Gerhard Richter’s Eisberg (1982) led a sale of contemporary art in London last night.
The painting achieved £17.7m ($21.5m), a significant increase on its £12m ($14.5m) estimate.
Richter painted this work following a cruise through the straits of Greenland
It’s one of a handful of photorealistic paintings on this subject that he produced following a cruise through the straits of Greenland.
Richter explained later that his intention was to echo German landscape artist Caspar David Friedrich’s The Wreck of Hope (1823-1824), a famous painting showing a ship wrecked in a desolate and icy landscape.
Richter had divorced his first wife in 1982 and the subject matter gives a good indication of his mental state.
Christie’s comments: “Utterly glorifying the mesmeric, inhuman beauty of Nature in its most uncompromising wild state, Eisberg innovatively foregrounds history and artistic inheritance within the complex debate for painting’s legitimacy in the later Twentieth Century.”
Jean-Michel Basquiat’s Untitled (One Eyed Man or Xerox Face) realised £11.9m ($14.4m).
Basquiat's was at the height of his fame in 1982
That’s a phenomenal result, when you consider it last sold for $23,100 in 1982 (the year it was painted).

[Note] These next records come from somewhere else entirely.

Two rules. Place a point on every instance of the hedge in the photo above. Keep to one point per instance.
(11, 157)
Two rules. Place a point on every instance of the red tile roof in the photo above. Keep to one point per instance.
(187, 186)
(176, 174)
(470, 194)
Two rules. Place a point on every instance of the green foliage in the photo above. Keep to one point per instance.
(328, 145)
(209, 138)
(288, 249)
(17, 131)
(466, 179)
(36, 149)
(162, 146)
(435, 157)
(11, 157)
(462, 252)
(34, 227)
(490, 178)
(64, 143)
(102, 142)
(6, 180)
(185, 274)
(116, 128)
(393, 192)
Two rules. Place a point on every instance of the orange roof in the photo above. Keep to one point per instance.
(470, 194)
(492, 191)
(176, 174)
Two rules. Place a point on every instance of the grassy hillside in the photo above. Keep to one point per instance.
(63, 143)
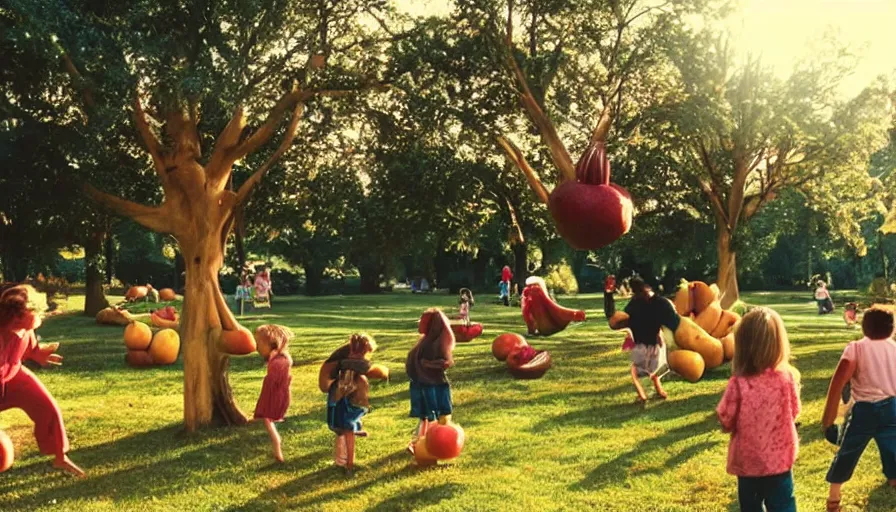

In the intervening years it has racked up growth of 20.1% per annum.
No wonder Basquiat is in such high demand.
The piece is typical of the artist’s work from this era and shows a male figure with arms triumphantly raised.
Basquiat was inspired by the achievements of black athletes and musicians, whose ascent to stardom mirrored his own, and regularly included them as a theme in his work.